Hey, I’m looking into an issue with jobs failing b...
# ask-community
o
Hey, I’m looking into an issue with jobs failing but not retrying. I’m running a big batch of jobs (~400), and I noticed that some of time they don’t retry after failing (~1%-%2% of the jobs). It doesn’t seem like a configuration issue, because most of them do retry when they fail. In the first attachment, you see a run that failed and then nothing happens. In the second attachment, you see a different run (same job, different range of dates) that failed, and shortly after there’s an ENGINE EVENT saying that it was re-queue as a new run. Is this a known issue? I’ve seen this before in other jobs, but dismissed it because it was very rare. However, when I have 400-1200 runs, 1% is still a lot of failures (that I currently need to look for manually because it’s hard to filter for jobs that should have retried but didn’t). I can try and debug it further, but I need some guidance on which logs or code I should look at. I understand that there’s a daemon that pulls the event log for run failures (https://docs.dagster.io/deployment/run-retries), so I’m guessing it’s missing some events for some reason. Where does this daemon run? Where can I find the code? (Note - this is happening in a self-hosted Dagster installation, but I have seen this happening in our Dagster Cloud installation as well)
a
Do you see a pattern in the types of the failures that fail to retry?

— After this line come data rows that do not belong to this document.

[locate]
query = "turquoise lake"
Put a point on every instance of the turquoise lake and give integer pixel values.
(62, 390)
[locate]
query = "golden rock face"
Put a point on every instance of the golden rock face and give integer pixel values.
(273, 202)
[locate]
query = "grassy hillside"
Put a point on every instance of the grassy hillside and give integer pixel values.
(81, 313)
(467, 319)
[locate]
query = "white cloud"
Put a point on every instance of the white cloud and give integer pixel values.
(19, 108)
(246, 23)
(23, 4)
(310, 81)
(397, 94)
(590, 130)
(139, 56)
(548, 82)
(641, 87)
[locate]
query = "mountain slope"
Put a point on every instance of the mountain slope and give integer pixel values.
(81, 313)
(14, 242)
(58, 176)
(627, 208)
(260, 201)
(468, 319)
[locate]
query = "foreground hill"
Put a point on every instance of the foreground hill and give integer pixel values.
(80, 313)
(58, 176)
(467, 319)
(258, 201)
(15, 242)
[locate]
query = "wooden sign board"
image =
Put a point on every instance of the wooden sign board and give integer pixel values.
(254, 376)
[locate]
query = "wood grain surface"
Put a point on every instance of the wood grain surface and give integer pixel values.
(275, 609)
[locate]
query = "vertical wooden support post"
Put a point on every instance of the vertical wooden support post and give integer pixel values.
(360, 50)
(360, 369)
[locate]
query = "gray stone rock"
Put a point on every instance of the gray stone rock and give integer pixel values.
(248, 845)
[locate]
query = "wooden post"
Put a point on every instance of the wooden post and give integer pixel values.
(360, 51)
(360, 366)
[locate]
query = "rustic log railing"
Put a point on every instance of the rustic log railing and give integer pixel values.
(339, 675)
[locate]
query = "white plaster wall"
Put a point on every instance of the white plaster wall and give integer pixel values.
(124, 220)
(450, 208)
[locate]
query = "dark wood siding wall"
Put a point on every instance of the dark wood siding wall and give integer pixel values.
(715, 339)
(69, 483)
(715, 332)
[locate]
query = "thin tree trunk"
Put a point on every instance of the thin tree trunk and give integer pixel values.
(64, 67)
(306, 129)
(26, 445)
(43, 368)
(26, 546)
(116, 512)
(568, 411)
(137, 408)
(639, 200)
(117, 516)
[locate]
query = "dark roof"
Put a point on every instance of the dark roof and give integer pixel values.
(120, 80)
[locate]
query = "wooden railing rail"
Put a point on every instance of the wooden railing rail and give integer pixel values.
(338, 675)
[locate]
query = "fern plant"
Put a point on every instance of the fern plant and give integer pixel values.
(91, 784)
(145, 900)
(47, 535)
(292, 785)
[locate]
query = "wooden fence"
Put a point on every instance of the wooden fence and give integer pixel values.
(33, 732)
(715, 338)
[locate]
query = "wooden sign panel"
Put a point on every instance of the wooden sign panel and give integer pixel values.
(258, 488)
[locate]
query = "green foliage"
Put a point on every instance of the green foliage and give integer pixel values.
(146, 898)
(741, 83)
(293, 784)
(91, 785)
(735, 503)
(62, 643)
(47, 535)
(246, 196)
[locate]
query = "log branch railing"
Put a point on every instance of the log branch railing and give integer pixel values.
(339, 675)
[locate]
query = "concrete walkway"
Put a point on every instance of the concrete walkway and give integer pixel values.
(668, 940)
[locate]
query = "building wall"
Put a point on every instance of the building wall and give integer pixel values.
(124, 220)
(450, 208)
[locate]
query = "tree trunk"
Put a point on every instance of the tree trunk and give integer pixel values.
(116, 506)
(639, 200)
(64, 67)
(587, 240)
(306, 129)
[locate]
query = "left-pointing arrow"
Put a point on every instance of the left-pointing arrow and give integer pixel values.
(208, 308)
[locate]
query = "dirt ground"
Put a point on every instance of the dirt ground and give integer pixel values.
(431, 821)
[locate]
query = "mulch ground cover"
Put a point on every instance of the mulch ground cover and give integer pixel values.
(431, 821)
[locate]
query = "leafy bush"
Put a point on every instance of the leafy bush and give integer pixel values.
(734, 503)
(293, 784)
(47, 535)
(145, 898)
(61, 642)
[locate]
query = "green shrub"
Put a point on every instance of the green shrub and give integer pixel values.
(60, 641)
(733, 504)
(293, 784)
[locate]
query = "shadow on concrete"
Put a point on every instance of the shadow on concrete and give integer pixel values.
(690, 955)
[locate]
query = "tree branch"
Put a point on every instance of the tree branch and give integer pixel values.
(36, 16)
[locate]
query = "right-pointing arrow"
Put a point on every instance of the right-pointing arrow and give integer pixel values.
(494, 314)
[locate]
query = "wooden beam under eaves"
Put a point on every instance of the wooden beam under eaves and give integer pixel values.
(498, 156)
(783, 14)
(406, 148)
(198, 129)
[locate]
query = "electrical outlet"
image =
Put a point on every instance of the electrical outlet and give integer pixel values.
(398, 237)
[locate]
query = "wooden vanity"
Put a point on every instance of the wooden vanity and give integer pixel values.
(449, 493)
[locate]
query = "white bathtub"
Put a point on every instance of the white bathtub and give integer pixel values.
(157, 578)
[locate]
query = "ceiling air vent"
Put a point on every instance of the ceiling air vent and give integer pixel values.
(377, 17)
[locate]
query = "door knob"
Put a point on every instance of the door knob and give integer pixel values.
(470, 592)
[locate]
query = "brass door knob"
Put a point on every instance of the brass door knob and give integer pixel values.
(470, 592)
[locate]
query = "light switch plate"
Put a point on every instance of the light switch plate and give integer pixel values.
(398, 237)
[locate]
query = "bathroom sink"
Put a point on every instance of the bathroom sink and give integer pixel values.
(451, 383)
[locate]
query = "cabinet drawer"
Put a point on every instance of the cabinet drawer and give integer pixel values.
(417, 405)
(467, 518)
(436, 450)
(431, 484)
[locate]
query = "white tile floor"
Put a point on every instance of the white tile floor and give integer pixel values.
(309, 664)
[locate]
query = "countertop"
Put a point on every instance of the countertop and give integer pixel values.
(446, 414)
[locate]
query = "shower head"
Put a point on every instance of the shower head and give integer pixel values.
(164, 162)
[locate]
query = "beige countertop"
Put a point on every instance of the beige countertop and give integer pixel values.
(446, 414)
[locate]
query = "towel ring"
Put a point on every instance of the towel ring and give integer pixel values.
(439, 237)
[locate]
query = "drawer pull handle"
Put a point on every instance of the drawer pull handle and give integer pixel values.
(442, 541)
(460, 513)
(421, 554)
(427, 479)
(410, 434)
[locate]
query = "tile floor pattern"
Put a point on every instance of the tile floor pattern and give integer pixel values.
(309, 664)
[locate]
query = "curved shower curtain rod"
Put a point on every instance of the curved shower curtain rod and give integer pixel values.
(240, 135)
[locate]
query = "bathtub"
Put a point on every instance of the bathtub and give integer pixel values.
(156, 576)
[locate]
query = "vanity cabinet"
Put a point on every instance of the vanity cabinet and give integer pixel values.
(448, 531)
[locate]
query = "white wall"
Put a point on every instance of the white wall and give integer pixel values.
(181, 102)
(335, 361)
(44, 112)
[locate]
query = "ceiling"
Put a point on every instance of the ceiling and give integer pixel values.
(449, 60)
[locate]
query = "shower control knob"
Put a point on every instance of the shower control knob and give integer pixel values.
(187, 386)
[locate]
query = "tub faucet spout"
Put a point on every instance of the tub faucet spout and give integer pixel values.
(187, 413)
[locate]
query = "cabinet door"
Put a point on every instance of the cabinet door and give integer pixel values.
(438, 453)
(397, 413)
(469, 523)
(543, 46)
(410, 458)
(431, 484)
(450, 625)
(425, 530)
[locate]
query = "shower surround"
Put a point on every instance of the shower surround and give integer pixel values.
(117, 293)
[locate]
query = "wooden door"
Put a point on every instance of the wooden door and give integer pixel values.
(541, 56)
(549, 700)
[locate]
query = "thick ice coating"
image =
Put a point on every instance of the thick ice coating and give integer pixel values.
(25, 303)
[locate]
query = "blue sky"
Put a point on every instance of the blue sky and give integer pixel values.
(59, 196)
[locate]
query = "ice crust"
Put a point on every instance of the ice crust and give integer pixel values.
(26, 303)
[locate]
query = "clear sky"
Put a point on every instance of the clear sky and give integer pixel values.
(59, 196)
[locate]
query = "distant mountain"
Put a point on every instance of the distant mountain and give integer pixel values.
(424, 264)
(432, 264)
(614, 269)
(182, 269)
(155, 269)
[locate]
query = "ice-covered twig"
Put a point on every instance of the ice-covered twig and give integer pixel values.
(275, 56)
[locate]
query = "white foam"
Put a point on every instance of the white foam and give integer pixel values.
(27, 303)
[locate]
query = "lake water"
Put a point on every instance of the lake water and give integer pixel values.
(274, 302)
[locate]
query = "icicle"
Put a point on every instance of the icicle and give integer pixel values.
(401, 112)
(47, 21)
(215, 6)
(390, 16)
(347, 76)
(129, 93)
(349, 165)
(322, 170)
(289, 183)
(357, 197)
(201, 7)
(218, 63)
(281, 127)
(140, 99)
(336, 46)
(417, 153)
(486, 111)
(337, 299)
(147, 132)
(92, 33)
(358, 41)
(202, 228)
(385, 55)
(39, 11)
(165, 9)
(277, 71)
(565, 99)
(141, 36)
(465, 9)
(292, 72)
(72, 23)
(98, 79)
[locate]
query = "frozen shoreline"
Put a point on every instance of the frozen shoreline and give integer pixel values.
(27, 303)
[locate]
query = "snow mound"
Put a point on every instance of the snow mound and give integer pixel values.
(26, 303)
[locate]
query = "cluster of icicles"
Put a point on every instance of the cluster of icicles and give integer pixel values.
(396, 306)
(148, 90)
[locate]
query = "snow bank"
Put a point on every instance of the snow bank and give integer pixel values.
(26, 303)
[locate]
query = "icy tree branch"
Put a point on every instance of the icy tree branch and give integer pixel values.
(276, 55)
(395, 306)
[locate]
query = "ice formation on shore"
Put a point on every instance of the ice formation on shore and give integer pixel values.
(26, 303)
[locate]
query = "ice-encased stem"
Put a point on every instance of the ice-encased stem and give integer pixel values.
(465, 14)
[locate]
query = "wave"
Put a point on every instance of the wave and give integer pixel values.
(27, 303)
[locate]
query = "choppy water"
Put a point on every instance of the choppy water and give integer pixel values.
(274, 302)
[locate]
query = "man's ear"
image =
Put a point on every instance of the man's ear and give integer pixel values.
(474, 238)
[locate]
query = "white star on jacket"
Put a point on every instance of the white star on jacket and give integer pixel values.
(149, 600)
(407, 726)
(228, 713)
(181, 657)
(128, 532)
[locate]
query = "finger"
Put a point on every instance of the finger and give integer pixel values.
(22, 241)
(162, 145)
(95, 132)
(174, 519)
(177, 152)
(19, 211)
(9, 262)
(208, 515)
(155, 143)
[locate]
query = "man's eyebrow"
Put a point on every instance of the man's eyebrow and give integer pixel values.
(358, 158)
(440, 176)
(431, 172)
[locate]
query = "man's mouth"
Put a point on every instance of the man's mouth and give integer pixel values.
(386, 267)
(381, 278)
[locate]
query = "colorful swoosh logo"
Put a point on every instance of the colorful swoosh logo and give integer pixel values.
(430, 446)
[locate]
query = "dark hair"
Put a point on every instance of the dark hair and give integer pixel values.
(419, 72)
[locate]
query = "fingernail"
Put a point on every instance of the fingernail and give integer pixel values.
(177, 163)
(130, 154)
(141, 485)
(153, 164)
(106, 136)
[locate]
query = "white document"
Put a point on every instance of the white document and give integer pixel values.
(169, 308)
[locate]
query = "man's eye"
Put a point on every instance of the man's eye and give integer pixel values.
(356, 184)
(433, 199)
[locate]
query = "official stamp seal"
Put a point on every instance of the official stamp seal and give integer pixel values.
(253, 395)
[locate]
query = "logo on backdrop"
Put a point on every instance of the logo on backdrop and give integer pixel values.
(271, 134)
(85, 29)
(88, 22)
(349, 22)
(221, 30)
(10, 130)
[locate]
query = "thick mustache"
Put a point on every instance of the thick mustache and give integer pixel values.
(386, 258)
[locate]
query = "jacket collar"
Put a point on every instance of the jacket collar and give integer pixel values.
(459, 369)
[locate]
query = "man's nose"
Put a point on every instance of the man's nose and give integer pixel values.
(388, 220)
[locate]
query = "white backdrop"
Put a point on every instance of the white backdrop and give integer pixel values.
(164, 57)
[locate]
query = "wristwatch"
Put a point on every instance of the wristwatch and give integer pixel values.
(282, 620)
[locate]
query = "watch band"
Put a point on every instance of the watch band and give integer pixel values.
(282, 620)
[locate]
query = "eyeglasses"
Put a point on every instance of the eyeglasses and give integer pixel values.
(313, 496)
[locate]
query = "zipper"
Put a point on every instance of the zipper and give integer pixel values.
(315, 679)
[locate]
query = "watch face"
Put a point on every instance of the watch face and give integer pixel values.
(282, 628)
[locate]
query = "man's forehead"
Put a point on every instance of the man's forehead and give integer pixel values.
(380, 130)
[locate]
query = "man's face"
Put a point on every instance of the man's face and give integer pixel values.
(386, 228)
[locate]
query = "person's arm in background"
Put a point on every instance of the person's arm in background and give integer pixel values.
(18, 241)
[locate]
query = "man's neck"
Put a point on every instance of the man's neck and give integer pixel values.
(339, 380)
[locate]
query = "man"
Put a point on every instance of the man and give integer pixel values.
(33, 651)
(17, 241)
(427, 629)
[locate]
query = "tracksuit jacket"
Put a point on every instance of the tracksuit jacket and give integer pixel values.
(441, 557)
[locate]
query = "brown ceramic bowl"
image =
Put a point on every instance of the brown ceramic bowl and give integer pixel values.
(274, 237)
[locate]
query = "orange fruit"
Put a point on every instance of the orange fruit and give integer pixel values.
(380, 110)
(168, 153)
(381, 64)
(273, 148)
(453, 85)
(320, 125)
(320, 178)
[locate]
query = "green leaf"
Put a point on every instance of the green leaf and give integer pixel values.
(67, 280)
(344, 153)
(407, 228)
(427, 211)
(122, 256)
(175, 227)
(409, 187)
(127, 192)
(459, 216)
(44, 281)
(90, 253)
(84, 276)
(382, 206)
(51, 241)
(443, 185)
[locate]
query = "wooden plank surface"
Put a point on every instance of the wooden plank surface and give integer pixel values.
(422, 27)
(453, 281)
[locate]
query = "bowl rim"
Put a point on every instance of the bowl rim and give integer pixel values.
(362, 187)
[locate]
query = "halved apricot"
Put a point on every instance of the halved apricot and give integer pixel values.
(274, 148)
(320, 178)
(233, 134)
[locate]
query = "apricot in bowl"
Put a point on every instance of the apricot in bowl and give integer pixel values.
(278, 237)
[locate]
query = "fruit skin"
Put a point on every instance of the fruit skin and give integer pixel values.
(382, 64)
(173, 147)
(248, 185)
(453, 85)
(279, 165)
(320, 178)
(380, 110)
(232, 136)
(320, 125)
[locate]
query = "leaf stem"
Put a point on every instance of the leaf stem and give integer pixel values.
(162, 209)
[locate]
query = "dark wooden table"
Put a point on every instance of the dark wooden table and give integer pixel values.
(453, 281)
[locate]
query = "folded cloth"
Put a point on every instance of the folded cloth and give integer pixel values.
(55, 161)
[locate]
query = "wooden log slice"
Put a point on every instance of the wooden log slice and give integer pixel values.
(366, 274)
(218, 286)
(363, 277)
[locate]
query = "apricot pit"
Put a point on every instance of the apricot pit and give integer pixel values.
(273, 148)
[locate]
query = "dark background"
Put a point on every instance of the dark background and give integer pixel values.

Where does this daemon run?
https://docs.dagster.io/deployment/overview in k8s there is a deployment for the daemon process
Where can I find the code?
for run retries aka auto re-execution https://github.com/dagster-io/dagster/blob/master/python_modules/dagster/dagster/_daemon/auto_run_reexecution/auto_run_reexecution.py for the failures in the screenshot, those came from run monitoring https://github.com/dagster-io/dagster/blob/master/python_modules/dagster/dagster/_daemon/monitoring/run_monitoring.py
o
Thanks @alex! Looks like I have some reading to do. For the daemon, are there more detailed logs I can turn on to help understand what it’s doing? (or are the current log messages I should be looking for?) I didn’t see any pattern to this issue. I have 400 total runs in the queue, 50 running at the same time, takes about a day to run all of them, failing at different times and failing to get re-queued at different time 🤷 I do remember seeing at least one occasion where a job took several minutes before it got re-queued (between the failure message and the ENGINE EVENT message showing up), but perhaps I didn’t read the logs correctly. I wish I had a screenshot
a
there should be pod logs you can check, no current options for increasing log output
o
I searched the daemon pod logs, and I see the same entries for the runs that managed to retry, and for the runs that didn’t. Nothing about kicking off a retry run in the logs then (I also searched all the GCP logs in the dagster namespace and couldn’t find anything relevant). Time to look at the code then..